In their background report attached to the final version of the U.S.-India Nuclear Cooperation Act, the conferees — the three Senators and three Congressmen tasked with reconciling the Senate and House versions of the draft law — dwelt at length on the possibility that India might turn to other countries for supplies because of the onerous conditions attached to U.S. nuclear transfers to India.
Apart from urging the Executive to persuade other NSG countries to harmonise their nuclear export provisions for India with those of the U.S., the conferees said the U.S. must "seek agreement among NSG members that violations by one country of an agreement with any NSG member should result in joint action by all members, including, as appropriate, the termination of nuclear exports".

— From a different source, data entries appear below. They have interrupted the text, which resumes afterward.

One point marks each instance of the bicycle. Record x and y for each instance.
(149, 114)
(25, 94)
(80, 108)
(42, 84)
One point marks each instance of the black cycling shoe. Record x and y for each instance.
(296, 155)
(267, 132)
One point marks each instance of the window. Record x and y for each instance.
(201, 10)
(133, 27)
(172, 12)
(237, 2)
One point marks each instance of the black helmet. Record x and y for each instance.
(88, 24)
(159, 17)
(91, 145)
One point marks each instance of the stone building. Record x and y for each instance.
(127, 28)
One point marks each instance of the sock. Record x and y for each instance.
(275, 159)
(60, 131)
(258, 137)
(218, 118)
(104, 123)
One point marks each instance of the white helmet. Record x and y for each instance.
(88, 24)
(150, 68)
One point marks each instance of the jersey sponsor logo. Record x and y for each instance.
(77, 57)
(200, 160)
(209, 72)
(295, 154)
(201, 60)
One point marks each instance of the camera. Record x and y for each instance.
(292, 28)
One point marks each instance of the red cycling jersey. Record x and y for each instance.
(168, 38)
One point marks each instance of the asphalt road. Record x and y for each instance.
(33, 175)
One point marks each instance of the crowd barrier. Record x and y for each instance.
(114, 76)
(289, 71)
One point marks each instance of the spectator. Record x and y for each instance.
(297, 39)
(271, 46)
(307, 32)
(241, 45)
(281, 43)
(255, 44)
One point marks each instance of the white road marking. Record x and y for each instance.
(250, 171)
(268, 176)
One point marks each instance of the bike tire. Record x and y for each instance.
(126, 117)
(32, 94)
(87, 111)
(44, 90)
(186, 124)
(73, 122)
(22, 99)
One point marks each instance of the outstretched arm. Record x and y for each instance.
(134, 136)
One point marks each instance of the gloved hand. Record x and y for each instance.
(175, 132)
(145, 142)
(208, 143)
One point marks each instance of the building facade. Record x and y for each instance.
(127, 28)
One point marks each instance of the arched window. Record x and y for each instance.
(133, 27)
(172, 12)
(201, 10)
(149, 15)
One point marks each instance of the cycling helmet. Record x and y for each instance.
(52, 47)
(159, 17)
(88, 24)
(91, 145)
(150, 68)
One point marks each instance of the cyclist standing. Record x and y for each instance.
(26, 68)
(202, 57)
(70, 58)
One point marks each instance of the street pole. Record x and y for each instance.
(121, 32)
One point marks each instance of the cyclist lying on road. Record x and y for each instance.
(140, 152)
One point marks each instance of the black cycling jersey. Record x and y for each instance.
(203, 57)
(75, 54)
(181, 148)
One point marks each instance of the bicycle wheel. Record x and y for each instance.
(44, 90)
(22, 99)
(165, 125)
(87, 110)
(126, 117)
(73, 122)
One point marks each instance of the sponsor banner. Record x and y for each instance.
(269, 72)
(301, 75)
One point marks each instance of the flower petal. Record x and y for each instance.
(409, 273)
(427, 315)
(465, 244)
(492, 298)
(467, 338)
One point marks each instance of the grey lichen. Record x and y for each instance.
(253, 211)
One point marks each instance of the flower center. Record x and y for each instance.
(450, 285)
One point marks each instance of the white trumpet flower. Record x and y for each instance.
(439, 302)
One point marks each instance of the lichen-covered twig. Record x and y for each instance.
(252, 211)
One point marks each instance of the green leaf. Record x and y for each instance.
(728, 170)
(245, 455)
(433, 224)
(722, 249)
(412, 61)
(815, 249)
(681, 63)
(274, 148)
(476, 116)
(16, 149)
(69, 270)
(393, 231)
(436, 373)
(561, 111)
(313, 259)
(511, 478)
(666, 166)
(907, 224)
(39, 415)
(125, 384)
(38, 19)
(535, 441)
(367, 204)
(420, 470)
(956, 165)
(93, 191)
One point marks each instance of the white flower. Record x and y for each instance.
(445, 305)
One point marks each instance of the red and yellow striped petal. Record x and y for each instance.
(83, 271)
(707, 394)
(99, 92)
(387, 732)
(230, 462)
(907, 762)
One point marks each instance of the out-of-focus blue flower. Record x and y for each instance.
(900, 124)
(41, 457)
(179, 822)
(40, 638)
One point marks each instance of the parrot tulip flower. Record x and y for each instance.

In the Act, this demand finds expression in Section 103(a)(6) when it states that U.S. policy must be to seek to prevent the transfer "to a country" (i.e. India) of any nuclear material from NSG members if the U.S. itself terminates or suspends nuclear transfers to that country.
If adopted, such a rule would introduce a permanent element of uncertainty into not just India's nuclear cooperation with the U.S. but with other countries like France and Russia as well.
The conferees also stressed that the U.S. "must ensure that any decision the NSG makes regarding granting an exemption for nuclear commerce [with India] does not disadvantage U.S. industry by setting less strict conditions for countries trading with India than those embodied in the conditions and requirements of this Act".
So far, the Bush administration's proposal for revised guidelines at the NSG asks only for the restriction contained in Section 4 of INFCIRC 254/Part 1/Rev. 7 - that "trigger list" items can only be sold to countries with full-scope safeguards - to be lifted in the case of India. The "pre-decisional draft" circulated to NSG members in March suggesting this rule change also takes note of India's commitment to abide by six conditions including a nuclear testing moratorium.
Just as the first draft of the nuclear cooperation Bill started out life as a one-page document only to end up as a 41-page Act, it is possible the NSG revision may also be made more complex and conditional. As matters stand, for example, allowing India to access the trigger list means allowing it to access even "sensitive" technologies like enrichment. However, in testimony to the House International Relations Committee on April 5, Secretary of State Condoleezza Rice said that "we have informed our NSG partners that we do not intend to provide enrichment or reprocessing technologies to India [and] our bilateral agreement for peaceful nuclear cooperation will not permit such transfers to be made under it." At the NSG plenary, then, it is possible some move may be made formally to dilute or qualify the trigger list exemption for India.